Wednesday, September 21, 2011

Sorry this isn't a real post - Tokyo

I meant to write a real post today- although I've forgotten what about- but it didn't happen for two reasons.

Firstly, I'm in Tokyo and I've travelled with my Japanese netbook. The keyboard is pain to type on, and the layout is in Japanese, which is fine until I try to press a symbol key. Please forive any strange spellings and punctuations.

Secondly, I'm on the school trip and the days are seriously long. It's almost midnight and I jst got in. (Kiddies went to sleep at 10 though.)

So, in lieu of actual post, I'm going to give you a round-up of my day.

The students split into groups today to wander around Tokyo/tour places/ do shopping. Most of the teachers had the day free. I'd have just lounged in my room- it's Tokyo, not Timbuktu. I think I've been here more than I've been to NYC- about 20 times,but who's counting?

Now all of this would have been fine, had it not been for the typhoon. Seeing as the other teachers seemed hellbent on me actually doing something, I wondered off to Shinjuku. I know that area really well, because it's where the newbies stay when they come in.

When I was leavng the hotel, I forgot to ask where the trrain station was. I hate looking lost more than I hate being lost. (Yes, I'm a man in girl's skin.) So I refused to turn back and ask where the station was. I just picked a direction and started walking. After about 10 minutes, I gave up and went into a convenience store.

Me: excuse me, where's the nearest train station.
Attendant: Next door.

Lo, and behold, there's a train sign not 50m from the convenience store exit. I swear they put it up while I was in the store!

I went into the subway. Figured out which line it was. Figured out which colour was the right line on the map. And then promptly read the wrong line. Went down to the platform. Got on a train, all the while wondering why it didn't say the station I thought it should. Got to the end of the line. Wondered where the heck I was. Only to hear'...departing for Shinjuku from track...'

Essentially, I got to Shinjuku purely by accident.

Bought a movie ticket for the only movie I hadn't already seen that I might like watching: Green Lantern. In an evil twist of fate, it was actually in English! I don't think i've ever seen a movie in English here. I watched the last two Harry Potters in Japanese. The Twilights in Japanese. Princess and the Frog in Japanese. Cars 2 in Japanese. Kung Fu Panda 2 in Japanese. And I go to a movie I'm lukewarm about and it's in English. Go frikking figure.

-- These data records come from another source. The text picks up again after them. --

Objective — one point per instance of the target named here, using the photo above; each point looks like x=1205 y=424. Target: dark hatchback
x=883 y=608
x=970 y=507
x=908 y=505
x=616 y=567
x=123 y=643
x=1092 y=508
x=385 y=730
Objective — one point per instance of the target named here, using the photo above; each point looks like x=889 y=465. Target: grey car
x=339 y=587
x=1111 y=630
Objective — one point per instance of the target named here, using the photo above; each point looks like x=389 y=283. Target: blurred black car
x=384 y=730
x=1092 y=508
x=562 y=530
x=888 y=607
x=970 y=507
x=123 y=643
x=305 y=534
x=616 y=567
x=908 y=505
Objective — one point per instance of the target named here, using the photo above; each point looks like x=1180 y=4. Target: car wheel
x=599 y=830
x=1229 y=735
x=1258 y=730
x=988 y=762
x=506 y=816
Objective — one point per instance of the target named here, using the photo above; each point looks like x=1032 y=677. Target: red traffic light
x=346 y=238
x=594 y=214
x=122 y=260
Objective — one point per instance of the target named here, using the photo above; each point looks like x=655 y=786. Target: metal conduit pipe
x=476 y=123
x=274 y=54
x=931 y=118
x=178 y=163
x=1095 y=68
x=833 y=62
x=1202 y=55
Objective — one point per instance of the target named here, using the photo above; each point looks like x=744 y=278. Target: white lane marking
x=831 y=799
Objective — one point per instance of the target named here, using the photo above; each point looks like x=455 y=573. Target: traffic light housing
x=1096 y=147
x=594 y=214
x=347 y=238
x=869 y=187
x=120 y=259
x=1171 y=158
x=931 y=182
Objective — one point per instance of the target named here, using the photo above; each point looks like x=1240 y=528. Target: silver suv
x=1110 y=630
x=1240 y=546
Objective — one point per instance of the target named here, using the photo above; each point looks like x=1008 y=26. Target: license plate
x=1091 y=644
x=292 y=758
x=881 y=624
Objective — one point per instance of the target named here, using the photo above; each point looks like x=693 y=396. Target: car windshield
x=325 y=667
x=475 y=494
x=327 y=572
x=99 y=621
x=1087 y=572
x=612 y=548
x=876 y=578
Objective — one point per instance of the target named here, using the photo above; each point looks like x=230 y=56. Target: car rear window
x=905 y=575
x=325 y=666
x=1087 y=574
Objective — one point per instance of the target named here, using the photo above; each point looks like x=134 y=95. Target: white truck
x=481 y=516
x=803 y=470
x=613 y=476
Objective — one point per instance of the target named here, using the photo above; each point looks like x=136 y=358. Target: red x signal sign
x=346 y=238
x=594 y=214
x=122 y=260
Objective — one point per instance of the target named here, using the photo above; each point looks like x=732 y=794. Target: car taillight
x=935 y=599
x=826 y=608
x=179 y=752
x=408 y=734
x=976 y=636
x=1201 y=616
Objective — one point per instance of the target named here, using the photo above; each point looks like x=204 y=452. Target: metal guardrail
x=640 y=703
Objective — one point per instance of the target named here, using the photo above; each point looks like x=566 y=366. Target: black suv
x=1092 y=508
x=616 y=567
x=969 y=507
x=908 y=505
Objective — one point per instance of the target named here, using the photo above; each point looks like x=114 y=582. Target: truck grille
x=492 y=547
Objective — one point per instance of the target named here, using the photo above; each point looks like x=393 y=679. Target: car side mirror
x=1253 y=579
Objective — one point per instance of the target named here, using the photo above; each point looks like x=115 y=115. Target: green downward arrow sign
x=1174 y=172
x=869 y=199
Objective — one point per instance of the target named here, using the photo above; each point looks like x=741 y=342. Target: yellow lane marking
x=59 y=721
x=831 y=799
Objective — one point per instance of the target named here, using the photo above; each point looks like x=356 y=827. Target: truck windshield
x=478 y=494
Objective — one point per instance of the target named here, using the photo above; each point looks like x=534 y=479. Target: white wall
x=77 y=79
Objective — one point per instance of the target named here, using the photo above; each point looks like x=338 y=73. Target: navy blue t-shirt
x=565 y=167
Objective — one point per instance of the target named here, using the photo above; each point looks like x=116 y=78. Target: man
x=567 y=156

I had an hour and a half to kill before the movie so I nipped across the street to the bookstore. This is why I love Shinjuku. Huge cinema directly across the road from the biggest Japanese bookstore, which also boasts an English section. The only ting that would make it better is an anime parade down the road that seperates them :)

By the time the movie was over, the typhoon was starting up. I grabbed a Subway sandwich and then attempted to take the subway home. Only problem: I have no idea how I got to Shinjuku. As none of the lines looked familiar, I decided to use a different line, that would stop at a station almost as close to my hotel. But when I got there, I had no idea how to get back to the hotel.

I peeped at a map, but all Japanese maps suck, so I just kind of guesstimated. I suppose a random perk is that I found HOOTERS. I need to go there sometime, because the Japanese are notorious for NOT having hooters, so I ned to see the waitresses. :)

The typhoon was going at a good clip by now, and on the 15 minute walk to the hotel, I succeeded in semi-destroying my umbrella, and soaking myself from the waist down.

An hour later, after a near futile attempt at drying my skirt, we loaded into buses to go to dinner and the Lion King.On the way, we amused ourselves watching people get blown down the street. And we marvelled each time an umbrella met an untimely death. After a while, people stopped trying to use umbrellas. You were getting soaked anyway, and the umbrellas were just getting broken.

We passed the theater first. The theater and the restaurant hotel are literally back to back. It took us two seconds from the bus to the hotel door, but that was enough to be almost-drenched. We had dinner in a high-end restaurant. Japan has the dubious distinction of being one of few places where hamburger could be served as high-end.

Afterwards we walked around the corner to Lion King. The school nurse and I went last. One minute she's next to me, the next she's blowing towards Tokyo Bay with me and a hotel staff member chasing her down. We had to drag her back into the hotel and wait until the wind died down a little. Then I had to use my immense powers of Japanese persuasion to convince her out the door. (You'd be scared too, if you almost blew all the way to Australia.)

Lion King was awesome! It made me re-decide that I need to see something on Broadway. They had this ridiculous rule about taking pictures- I don't mean during the show, I get that- but even before the show and at intermission. Sigh.

When we came out, the typhoon was all over, and it was back to the hotel, put the kiddies to beddie-bye, and teachers' de-brief. All in, great day.

Off to rest up. Tomorrow is Tokyo Disney!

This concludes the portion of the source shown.